There have been many excellent new books that have looked at the emerging science of positive psychology and happiness. As a graduate of Martin Seligman and Ben Dean’s Authentic Happiness Coaching Program, I have been following the happiness research closely. A new book by a former President of Harvard University, Derek Bok, offers a common sense look at the factors that interfere with personal happiness.

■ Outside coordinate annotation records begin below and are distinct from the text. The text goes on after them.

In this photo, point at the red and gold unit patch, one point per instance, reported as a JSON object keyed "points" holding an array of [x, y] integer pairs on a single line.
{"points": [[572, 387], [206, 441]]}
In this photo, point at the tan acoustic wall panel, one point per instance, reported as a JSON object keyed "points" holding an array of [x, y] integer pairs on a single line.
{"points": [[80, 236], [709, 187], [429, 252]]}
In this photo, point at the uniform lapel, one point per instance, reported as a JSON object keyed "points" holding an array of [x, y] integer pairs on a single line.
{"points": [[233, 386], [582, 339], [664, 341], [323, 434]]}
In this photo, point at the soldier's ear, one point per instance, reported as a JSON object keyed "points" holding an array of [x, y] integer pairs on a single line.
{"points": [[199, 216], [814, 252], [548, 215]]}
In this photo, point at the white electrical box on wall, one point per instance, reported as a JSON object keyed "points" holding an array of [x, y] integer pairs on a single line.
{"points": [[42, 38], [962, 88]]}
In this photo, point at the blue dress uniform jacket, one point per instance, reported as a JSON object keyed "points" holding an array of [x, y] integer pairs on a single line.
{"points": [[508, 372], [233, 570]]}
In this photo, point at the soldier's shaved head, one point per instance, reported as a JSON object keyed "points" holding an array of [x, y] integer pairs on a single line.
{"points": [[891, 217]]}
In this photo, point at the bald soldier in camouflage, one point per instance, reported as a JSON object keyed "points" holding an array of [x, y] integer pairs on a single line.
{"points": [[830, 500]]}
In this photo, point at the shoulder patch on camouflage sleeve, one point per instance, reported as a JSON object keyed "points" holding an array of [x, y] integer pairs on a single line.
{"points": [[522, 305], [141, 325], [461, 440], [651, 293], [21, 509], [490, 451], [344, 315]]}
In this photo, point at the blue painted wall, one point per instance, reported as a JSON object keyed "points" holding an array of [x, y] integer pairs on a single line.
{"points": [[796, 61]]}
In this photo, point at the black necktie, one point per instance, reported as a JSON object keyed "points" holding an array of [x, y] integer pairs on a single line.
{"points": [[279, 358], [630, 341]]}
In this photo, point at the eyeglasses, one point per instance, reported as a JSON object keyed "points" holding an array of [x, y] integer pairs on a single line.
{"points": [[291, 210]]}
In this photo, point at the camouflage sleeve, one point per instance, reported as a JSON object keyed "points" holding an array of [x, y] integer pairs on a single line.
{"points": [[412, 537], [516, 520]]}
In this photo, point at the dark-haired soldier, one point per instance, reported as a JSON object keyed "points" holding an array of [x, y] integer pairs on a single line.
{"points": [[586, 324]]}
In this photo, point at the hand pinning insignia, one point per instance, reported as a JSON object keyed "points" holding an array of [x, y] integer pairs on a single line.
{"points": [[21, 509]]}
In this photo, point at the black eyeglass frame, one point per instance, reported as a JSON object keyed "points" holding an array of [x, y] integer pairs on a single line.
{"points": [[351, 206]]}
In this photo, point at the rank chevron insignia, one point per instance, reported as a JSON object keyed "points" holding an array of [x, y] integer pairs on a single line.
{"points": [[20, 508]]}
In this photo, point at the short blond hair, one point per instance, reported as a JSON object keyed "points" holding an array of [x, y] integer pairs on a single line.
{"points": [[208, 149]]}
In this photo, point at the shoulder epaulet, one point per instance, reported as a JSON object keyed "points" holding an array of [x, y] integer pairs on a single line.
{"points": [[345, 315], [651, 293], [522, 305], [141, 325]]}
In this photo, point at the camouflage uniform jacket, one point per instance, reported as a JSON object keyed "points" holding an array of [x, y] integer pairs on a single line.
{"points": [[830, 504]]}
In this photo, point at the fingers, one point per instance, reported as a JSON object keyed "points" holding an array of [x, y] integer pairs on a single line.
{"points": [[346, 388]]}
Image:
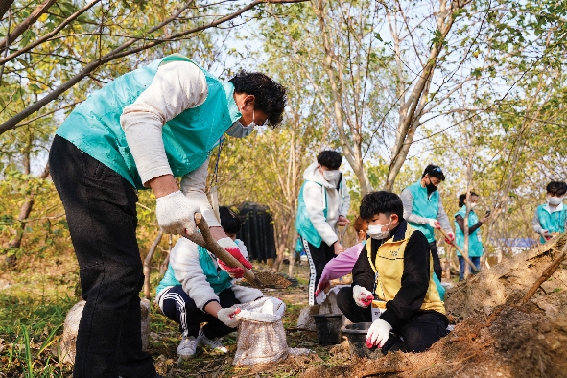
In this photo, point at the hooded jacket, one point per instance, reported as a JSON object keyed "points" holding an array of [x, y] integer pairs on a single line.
{"points": [[319, 207]]}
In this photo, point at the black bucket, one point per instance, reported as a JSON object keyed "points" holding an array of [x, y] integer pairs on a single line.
{"points": [[329, 328], [356, 335]]}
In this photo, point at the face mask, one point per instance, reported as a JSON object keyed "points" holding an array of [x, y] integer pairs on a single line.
{"points": [[238, 130], [331, 176], [555, 200], [375, 231], [431, 188]]}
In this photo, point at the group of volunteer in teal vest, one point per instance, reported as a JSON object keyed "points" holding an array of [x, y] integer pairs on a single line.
{"points": [[396, 270], [160, 122], [143, 130]]}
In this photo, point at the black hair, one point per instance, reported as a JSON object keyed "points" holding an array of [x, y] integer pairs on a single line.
{"points": [[556, 188], [229, 220], [330, 159], [463, 197], [375, 203], [270, 96], [433, 171]]}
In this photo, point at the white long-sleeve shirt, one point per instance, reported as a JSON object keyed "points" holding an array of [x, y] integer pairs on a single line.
{"points": [[185, 261], [318, 195], [177, 86]]}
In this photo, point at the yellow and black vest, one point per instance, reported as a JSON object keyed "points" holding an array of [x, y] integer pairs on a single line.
{"points": [[390, 264]]}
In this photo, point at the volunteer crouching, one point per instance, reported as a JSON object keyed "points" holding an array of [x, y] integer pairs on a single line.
{"points": [[395, 268]]}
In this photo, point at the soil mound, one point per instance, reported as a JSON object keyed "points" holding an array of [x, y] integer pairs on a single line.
{"points": [[501, 332]]}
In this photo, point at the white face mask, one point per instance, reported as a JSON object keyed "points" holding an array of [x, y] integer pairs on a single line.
{"points": [[238, 130], [331, 176], [555, 200], [375, 231]]}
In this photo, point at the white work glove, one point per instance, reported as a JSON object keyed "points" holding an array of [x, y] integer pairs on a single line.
{"points": [[228, 317], [433, 223], [378, 333], [362, 297], [546, 235], [176, 214], [230, 246]]}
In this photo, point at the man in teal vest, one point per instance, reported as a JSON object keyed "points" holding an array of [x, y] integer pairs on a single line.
{"points": [[424, 211], [551, 217], [141, 131]]}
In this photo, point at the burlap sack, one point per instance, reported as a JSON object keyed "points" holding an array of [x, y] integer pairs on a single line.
{"points": [[261, 335]]}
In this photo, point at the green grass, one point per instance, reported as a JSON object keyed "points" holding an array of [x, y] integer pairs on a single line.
{"points": [[29, 327], [32, 314]]}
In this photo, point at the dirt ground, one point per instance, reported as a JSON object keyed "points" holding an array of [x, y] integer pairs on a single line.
{"points": [[495, 334]]}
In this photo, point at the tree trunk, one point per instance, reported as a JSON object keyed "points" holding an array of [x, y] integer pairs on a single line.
{"points": [[4, 7], [282, 243]]}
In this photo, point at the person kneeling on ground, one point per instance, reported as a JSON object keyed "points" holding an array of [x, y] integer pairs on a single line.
{"points": [[395, 267], [195, 290]]}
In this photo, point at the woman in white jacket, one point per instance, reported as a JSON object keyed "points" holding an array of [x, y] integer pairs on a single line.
{"points": [[322, 205], [194, 290]]}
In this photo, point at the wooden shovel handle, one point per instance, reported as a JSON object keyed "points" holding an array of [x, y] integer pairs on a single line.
{"points": [[206, 240], [466, 257]]}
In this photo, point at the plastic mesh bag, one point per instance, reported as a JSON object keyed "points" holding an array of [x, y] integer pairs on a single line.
{"points": [[261, 335]]}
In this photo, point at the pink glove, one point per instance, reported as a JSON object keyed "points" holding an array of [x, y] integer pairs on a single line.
{"points": [[234, 251], [361, 296], [228, 317], [322, 286], [450, 237], [378, 333]]}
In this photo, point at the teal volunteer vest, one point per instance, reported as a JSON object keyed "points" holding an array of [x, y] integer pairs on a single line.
{"points": [[476, 249], [554, 222], [94, 126], [303, 224], [424, 207]]}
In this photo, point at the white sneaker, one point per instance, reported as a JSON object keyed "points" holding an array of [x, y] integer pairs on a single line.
{"points": [[187, 347], [214, 344]]}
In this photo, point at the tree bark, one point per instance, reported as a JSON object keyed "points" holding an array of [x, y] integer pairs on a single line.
{"points": [[4, 7]]}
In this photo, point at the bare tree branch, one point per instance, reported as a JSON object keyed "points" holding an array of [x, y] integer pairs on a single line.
{"points": [[25, 25], [47, 36], [122, 51], [4, 7]]}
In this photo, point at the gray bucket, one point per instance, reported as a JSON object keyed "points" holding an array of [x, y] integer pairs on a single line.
{"points": [[329, 328], [356, 335]]}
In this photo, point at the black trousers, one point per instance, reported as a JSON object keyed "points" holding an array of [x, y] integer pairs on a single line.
{"points": [[436, 262], [178, 306], [318, 257], [420, 332], [100, 206]]}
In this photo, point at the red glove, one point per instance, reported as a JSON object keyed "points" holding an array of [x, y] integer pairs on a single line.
{"points": [[450, 238], [234, 251], [322, 286]]}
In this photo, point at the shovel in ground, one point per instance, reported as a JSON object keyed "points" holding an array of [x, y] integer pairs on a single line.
{"points": [[206, 240]]}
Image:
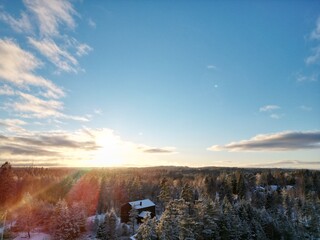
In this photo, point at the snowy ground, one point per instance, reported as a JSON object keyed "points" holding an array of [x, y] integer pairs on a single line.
{"points": [[34, 236]]}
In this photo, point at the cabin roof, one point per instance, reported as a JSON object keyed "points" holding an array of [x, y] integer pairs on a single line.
{"points": [[145, 214], [142, 203]]}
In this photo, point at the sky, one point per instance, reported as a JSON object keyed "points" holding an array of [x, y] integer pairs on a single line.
{"points": [[149, 83]]}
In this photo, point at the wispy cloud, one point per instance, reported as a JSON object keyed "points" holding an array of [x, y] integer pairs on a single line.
{"points": [[89, 145], [283, 141], [61, 58], [6, 90], [307, 78], [92, 23], [305, 108], [12, 125], [269, 108], [30, 95], [314, 58], [21, 24], [155, 150], [51, 14], [17, 66], [30, 106]]}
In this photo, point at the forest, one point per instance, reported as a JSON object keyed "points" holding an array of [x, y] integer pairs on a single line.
{"points": [[191, 203]]}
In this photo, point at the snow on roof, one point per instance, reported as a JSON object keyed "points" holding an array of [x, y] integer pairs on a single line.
{"points": [[142, 203], [145, 214], [273, 187]]}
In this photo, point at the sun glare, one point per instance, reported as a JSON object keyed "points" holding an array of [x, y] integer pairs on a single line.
{"points": [[111, 153]]}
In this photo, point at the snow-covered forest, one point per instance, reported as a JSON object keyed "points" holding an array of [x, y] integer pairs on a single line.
{"points": [[191, 203]]}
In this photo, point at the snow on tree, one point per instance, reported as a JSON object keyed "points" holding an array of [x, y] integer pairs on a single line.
{"points": [[64, 225], [164, 195], [25, 221], [187, 193], [111, 225], [147, 230], [133, 215]]}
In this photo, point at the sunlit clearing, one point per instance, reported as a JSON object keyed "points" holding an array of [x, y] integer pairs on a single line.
{"points": [[112, 152]]}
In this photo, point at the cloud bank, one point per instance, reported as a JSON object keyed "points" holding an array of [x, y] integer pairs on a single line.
{"points": [[282, 141]]}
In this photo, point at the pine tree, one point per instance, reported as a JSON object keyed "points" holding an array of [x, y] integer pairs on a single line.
{"points": [[64, 225], [187, 193], [111, 225], [133, 215], [25, 221], [147, 230], [101, 232], [164, 195]]}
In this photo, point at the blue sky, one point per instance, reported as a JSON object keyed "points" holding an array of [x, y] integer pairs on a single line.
{"points": [[140, 83]]}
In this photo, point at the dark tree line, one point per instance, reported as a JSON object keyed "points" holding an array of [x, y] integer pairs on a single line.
{"points": [[193, 203]]}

I won’t go into a detailed review of the book because you can get that elsewhere. In this very practical and well-researched book, Bok has identified three key happiness contaminating factors that fit with my clinical experience as a family therapist, coach, and community builder over the past two decades. They are chronic pain, mental illness, and sleep deprivation. Folks that suffer from one or all of these things have their ability to experience happiness compromised. It stands to reason that the more severe the pain, mental illness, or sleep deprivation, the more severe the unhappiness, or at least the ability to experience happiness.
Much of the work I have done over the past two decades has been directed at ameliorating the cultural conditions that lead to depression and anxiety, the most common forms of mental illness. In my opinion, sleep deprivation and pain are quite often connected to depression and anxiety.
Depressogenesis explores the environmental/cultural factors that lead to depression. My belief is that we live in a toxic culture that causes depression (and sleep deprivation and chronic pain) and that we are barking up the wrong tree by looking for tertiary solutions instead of attempting to change the culture to make it less depressogenic – more amenable to creating happiness. Thus, my book in process, Discovering Possibility, that addresses this issue in a systemic way.
My advice to readers is that you must adopt a counter-cultural stance if you want to find more happiness for yourself. Yes, it is prudent to adopt all of the self-help recommendations you hear about that can help you deal with pain, mental illness, and sleep deprivation, and I will not review them here. Certainly, there are times when it is critical that you seek professional mental health treatment. But in my opinion, the best thing you can do to find more happiness is to design an intentional, counter-cultural, individual happiness plan, and utilize anchors in your life to help you stay true to your new convictions. And join the growing ranks of citizens who are part of the American restoration movement so that you can also be an empowered change agent for a healthier community.